Die Conquista ist, wie Sie selber gesagt haben, in Mexiko nicht wirklich abgeschlossen. Sie kennen das Land ja schon aus früheren Jahren [Vor langer Zeit, so will es die selbstgesponnene Legende, habe der junge Herzog sich eine zeitlang mit dem Schmuggel von Fernsehern und Waffen über die Nordgrenze gen USA über Wasser gehalten, d. A.].

...Mexiko zu kennen, ist unmöglich. Das sind ja mindestens fünf verschiedene Länder und Kulturen und Landschaften. Es ist in Wirklichkeit eine sehr komplizierte und sehr vielfältige Struktur.

Diese Vielfalt, vor allem im Hinblick auf die indianischen Kulturen, ist heute, zweieinhalb Jahre nach dem Aufstand der zapatistischen Indios in Chiapas, in Mexiko ja wieder hochaktuell.

Ja, aber ich beziehe mich mit meinem Projekt nicht auf die aktuelle politische Lage, ich träume schon sehr lange davon, einen Film über die Conquista zu machen. Die politische Lage verändert sich immer wieder, aber das Kino funktioniert anders: das hat mit unseren Seelen und unseren Träumen zu tun. Klar ist, daß die Conquista bis heute lebendig ist und noch immer die Herzen der Menschen bewegt.

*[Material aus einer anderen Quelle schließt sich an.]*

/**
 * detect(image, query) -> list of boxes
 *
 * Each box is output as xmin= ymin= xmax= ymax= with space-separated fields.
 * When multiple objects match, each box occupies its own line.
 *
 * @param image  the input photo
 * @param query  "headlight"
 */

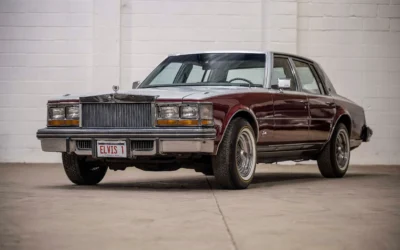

Derzeit kommt eine Menge Prominenz in den lacandonischen Regenwald, um die Zapatistenarmee und vor allem Subcomandante Marcos zu besuchen. Neben Danielle Mitterrand und Regis Debray war auch Ihr Kollege Oliver Stone vor kurzem da. Wäre das nicht auch ein Stoff für Herzog?

Als Thema ist das sicher spannend, und der Subcomandante fasziniert mich vor allem als Literat, ich habe einige seiner Reden und Interviews gelesen. Er scheint ja außerdem ein Kinofan zu sein, jedenfalls kennt er offenbar „Fitzcarraldo“, da er in seinen Texten immer mal wieder auf dieses Wahnsinnsunternehmen, ein Boot über den Berg zu schleppen, anspielt. Also eine Rolle als Cortés oder Moctezuma habe ich ihm noch nicht angeboten... Nein, aber im Ernst, konkrete Pläne habe ich nicht. Und schließlich bin ich kein Revolutionstourist.